By Paul Pereira
There’s been some gnashing of teeth, and even whole TV and radio programmes, along with lots of print, on how weird it is that the Oscar Pistorius murder trial gets more singular media and public attention than anything else, despite this being a time of Nkandla, elections, and whatnot. But in a fundamental sense, the trial is more important than anything else on the go, and we may be pleased at the coverage it gets.
In some ways it has been an out-of-season silly time for the press. They have to deal with an election campaign that hasn’t really ignited into a discernible competition of ideas between the ANC and the DA, an Nkandla abuse of privilege so grotesque that it should ordinarily bring down the Head of State, but doesn’t, a sudden calming of violent street protests for no apparent reason, and other confusions.
But they’ve had Oscar, and what a story! The boy-girl intrigues, the fallen hero, the dead beauty, the sword now hanging over his head. This is unsurpassed human interest stuff.
But it is far more important for a more fundamental reason – its exposé to all South Africans of the working of the law in a country whose success or failure is intricately linked to how we fare with the Rule of Law.

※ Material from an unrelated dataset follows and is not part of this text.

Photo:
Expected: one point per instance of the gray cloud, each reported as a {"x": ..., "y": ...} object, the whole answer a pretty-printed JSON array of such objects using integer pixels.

For some, the concept of the Rule of Law means that we have laws for everything, in which case many tyrannies would qualify. But for people who value freedom, it is essentially the idea that all laws apply equally to everyone, whether king or peasant. In a country only recently emerged from a state where parliament was supreme over the law, this is hugely important, and perhaps why there is such deep anger when someone of high position or connections seems to evade consequences for illegal actions (and why apparently “select” medical paroles engender such scepticism).
The Oscar Pistorius case has been the perfect tonic – fascinating enough to capture across-the-board interest, and uniquely open to scrutiny through the coverage permissions given the media.
You may remember the early hours of 15 February last year, when social media was buzzing with shock at Oscar’s “tragic mistake” of the night before. For here we had a national, nay global, hero at the heart of a terrible accident. But here’s the thing: the “system” clicked into gear in its normal way, and simply wasn’t fazed by the personalities involved. This is the Rule of Law in action and for Pistorius, it meant, within a very few hours, arrest, bail opposed, extremely serious charges being drawn up.
From then until now, South Africans of any and every sort have witnessed the wheels of justice turn; not that slowly but with deliberation, after all. If there was a temptation to “cover” for a man so closely associated around the world with “the good SA”, it doesn’t seem ever to have entered the heads of the folk in the state departments of safety & security, and of justice.
Rightly or wrongly, and we shall soon have a verdict on that, they looked at the situation before them, and chose to go into battle for the dead citizen whom they were sure had been murdered.
And then we’ve seen it unfold in boringly reassuring fashion, from bail hearing and associated judgement, to how the court roll works, the “taxi-rank” judge selection, the working court infrastructure, the like-clockwork humdrum hearings, the thorough prosecution, the well-prepared defence, and with the rights of the accused, witnesses, specialists, and everyone else involved respected throughout.
We’ve also seen some poor interpreter services (important and telling, given our multi-lingual make-up) and parts of the police investigation being amateurish (which may or may not be enough to help the accused, but certainly tells us of things that need fixing), while other parts have been first rate.
All in all, South Africans are for the first time ever getting to watch the Rule of Law in detailed play in a case bound to keep their attention right to its close. What they are seeing is almost entirely good news in terms of how the system works and must work. It’s bad news for those who’ve been able to flout it from this or that position of authority. Because now people know – and they’ll want it applied this way all round, all the time.